Warning for Spoilers
This is the Loathly Lady story, fairly closely from Chaucer’s Canterbury Tales with some details from other versions of the story added in (like the riddle being given to Arthur rather than Gawain). The twist is that Gawain and the Loathly Lady (here named Aislyn in her young form and Ragnelle as the crone) had been lovers several years previously but had a falling-out when she came clean to him that she was working for Morgause. Aislyn also has a younger brother who is the knight that gives Arthur the central riddle. He gets into all kinds of trouble that Aislyn has to get him out of.
Arthur and Gawain are searching for the answer to the riddle “what is it every woman wants?” or Arthur will face death at the hands of a faceless knight. Aislyn, who has heard of Arthur’s difficulties, is waiting to give him the answer because she wants to thwart Morgause’s latest plan to kill him. However, at the last minute she sees Gawain is with him and impulsively decides to exact a price: she changes herself into a crone’s shape and demands to marry Gawain. She wants revenge on Gawain for leaving her years before when she came clean to him about seducing him on Morgause’s orders before she fell in love with him for real (sounds like a standard chick flick, doesn’t it?). Gawain, wanting to save Arthur’s life, agrees to marry the hideous crone. However, once the ceremony is complete, Morgana shows up and makes Aislyn’s ugly appearance permanent as punishment for toying with her favorite nephew. The spell can only be broken by a kiss given and received with love. Aislyn also can’t tell anyone about the spell or her real identity. She spends most of her time after that trying to figure out how to persuade Morgana to lift the spell, and causing problems with her impulsive actions. It doesn’t take Gawain long to re-fall for her generous heart and vivacious spirit, however, and her for his inner sweetness and sense of honor. He kisses her and she changes back, with the classic stipulation that she will be ugly either by day or by night and Gawain can choose. Gawain considers and decides that it really doesn’t matter—he will still be married to the same Aislyn. Morgana had told him earlier that to solve his problems, he had to solve the riddle posed to Arthur (Gawain didn’t hear when Aislyn told Arthur the solution). He returns the choice to Aislyn and she remains beautiful night and day. The answer to the riddle? Women do want sovereignty, not over men, but over themselves.

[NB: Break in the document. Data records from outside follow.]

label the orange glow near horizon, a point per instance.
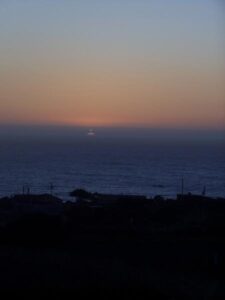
(91, 71)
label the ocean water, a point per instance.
(111, 165)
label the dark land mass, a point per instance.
(173, 248)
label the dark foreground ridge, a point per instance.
(173, 247)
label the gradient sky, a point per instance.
(113, 63)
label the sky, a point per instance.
(121, 63)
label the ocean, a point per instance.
(139, 166)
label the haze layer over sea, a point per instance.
(111, 163)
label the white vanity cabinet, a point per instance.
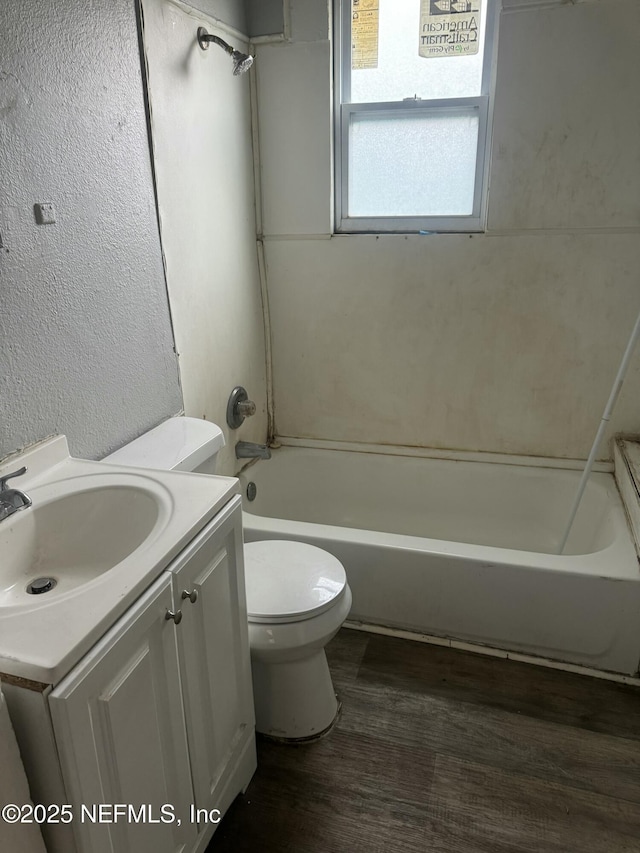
(160, 712)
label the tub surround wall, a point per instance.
(504, 342)
(85, 337)
(201, 131)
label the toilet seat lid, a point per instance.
(290, 581)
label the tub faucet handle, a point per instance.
(239, 407)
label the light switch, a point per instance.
(45, 213)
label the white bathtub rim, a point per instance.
(619, 555)
(492, 651)
(436, 453)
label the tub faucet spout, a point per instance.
(249, 450)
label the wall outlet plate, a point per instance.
(45, 213)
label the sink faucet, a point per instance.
(249, 450)
(12, 500)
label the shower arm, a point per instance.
(205, 38)
(241, 61)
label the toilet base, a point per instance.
(294, 700)
(301, 741)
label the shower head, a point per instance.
(241, 61)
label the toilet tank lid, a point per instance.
(179, 444)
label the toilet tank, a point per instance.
(179, 444)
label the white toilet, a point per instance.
(297, 596)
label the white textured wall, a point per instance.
(503, 342)
(203, 157)
(85, 340)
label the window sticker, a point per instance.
(365, 16)
(449, 27)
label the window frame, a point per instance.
(344, 110)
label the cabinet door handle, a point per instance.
(192, 596)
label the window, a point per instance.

Aislyn (Ragnell): Beautiful and impulsive, Aislyn has a habit of acting before she thinks. Thus she gets herself into lots of trouble not only with Morgana for messing with Gawain, but with Lancelot and with the Saxons as well. However, she usually acts with the best of intentions (except in the matter of her grudge against Gawain) and things tend to work out for good. Most of the characters begin the story believing she’s dead, including her brother and Gawain. In fact, she’s been in hiding from her former teacher Morgause for five years since their falling-out over Gawain’s allegiance. Only Morgana appears to be a stronger sorceress than Aislyn when she puts her mind to it. All she really wants in life is the right to choose her own path.
Gawain: Rigidly honorable, he lost his sense of joie de vivre when Aislyn “died”. He loves his uncle Arthur and would do anything for him, but he is not blind to Arthur’s faults. He is somewhat sexist and has a hard time believing women should be allowed to make their own decisions. Slowly he comes around as he gets to know Aislyn/Ragnelle and begins to move past his heartbreak over Aislyn’s betrayal and “death”. He and Aislyn are well-matched in that they always want to defend the weak and helpless by any means in their power.

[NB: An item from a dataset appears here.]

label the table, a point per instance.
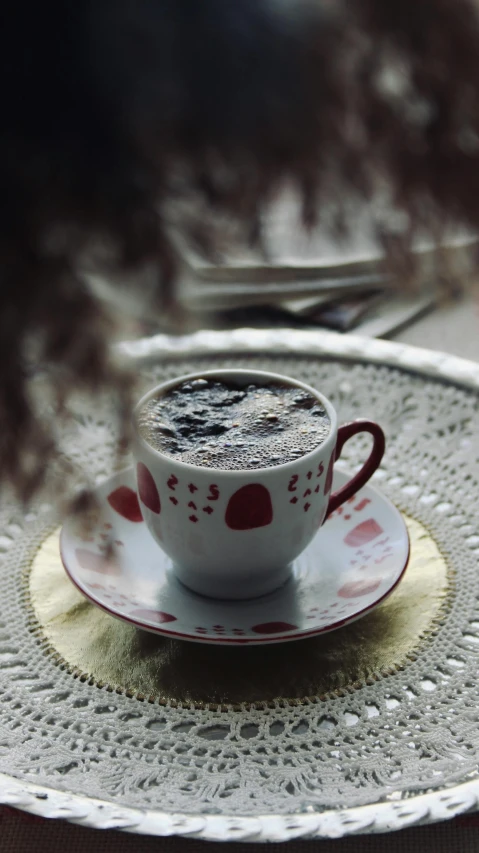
(453, 328)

Arthur: A good king who goes around with rose-colored glasses when it comes to people. He has a hard time believing anyone has bad intentions unless they’re ugly. Therefore Lancelot can be as much of a jerk as he wants and Arthur will explain it away, but Ragnelle he is suspicious of from the start and refuses to give her a chance. At least Arthur has the sense to be somewhat suspicious of Morgause when she turns up at Camelot.
Guinevere: Boy, I wanted to smack her. Repeatedly. Remember that trope of the beautiful cheerleader who is as ignorant and easy to manipulate as a cloud and incredibly vain as well? Yeah, that’s pretty much what this version embodies except in medieval clothes and literally wearing a crown. She enjoys using her power as queen to get her own petty way. She’s totally besotted with Lancelot and doesn’t seem to care who knows it. Morgause manipulates her left and right without too much effort, as does Lancelot. Really, with someone this foolish and self-obsessed, it’s hard not to manipulate them occasionally just to laugh at how easy it is.
Morgause: Gawain’s mother and Aislyn’s former tutor as an enchantress. She sent Aislyn to seduce Gawain and bring him back over to Morgause’s side against Arthur. She hates Arthur because of the whole Uther-raping-Igraine thing and wants Arthur dead on principle no matter how good a king he is. Aislyn’s brother is her boy toy/sex slave (why do these keep popping up in the retellings I’m reading? We have to prove how evil Morgause/Morgan is by making her be keep at least one sex slave, usually a much younger man? It is starting to get old. Fast.) until he rebels. She eventually tries to magic him to kill himself rather than let him reveal the plan he was part of for Arthur’s downfall.
Morgana (Morgan): I actually really liked her. Yes, she makes Aislyn permanently ugly, but that was to teach Aislyn a lesson rather than because she felt like doing something evil. I enjoyed her sense of humor the few times we saw her.
Lancelot: Like Guinevere, I wanted to smack him in the face. Except in his case I’d probably end up hitting the magical barrier protecting him from harm, courtesy of the Lady of the Lake. It is strongly implied this version of Lancelot is either a human brought up by the Fae or is actually part Fae, and therefore he has little human feeling. He has a cruel sense of humor and in general is not a very nice person. Not many people notice because he’s such a great fighter (doesn’t help that he can’t get hurt) and he’s hot to boot. I would actually be a little interested to see what his real backstory is in Rowley’s universe (he has a book all to himself) rather than just Aislyn and Gawain’s unfavorable impressions of him. Not enough to track down that book and spend a couple hundred pages following this guy around, however. I’ll stick with my Gawain stories, thanks.
Gaheris: Gawain’s younger brother, who Morgause hates. He helps Aislyn’s brother escape his mother and while he doesn’t hero-worship Gawain (as Morgause has tried to encourage since Gawain is her favorite) he does seem to like him. The little we see of him he seems like a decent, sensible person. Agravain also puts in a brief appearance, surly and grumpy. No mention of Gareth or Mordred (except a possible passing reference to “babies at home” in Lothian).
Kay: Arthur’s seneschal. This is the gruff, unlikeable Kay who wants to just execute Aislyn’s brother when he turns up at Camelot having accidentally caused a knight’s death, rather than find out what really happened.
Bedivere: A fair man (typical for a straight-up Bedivere who isn’t Lancelot in disguise) who wants to find out what really happened between Aislyn’s brother and the knight he supposedly killed.
I loved this book—once it got started, it was hard to put down. The characters were flawed and made mistakes without being annoying (except for the ones who were supposed to be annoying, of course). The romance was well set up and believable. The twist was original. Overall a fun and enjoyable read that I will come back to many times.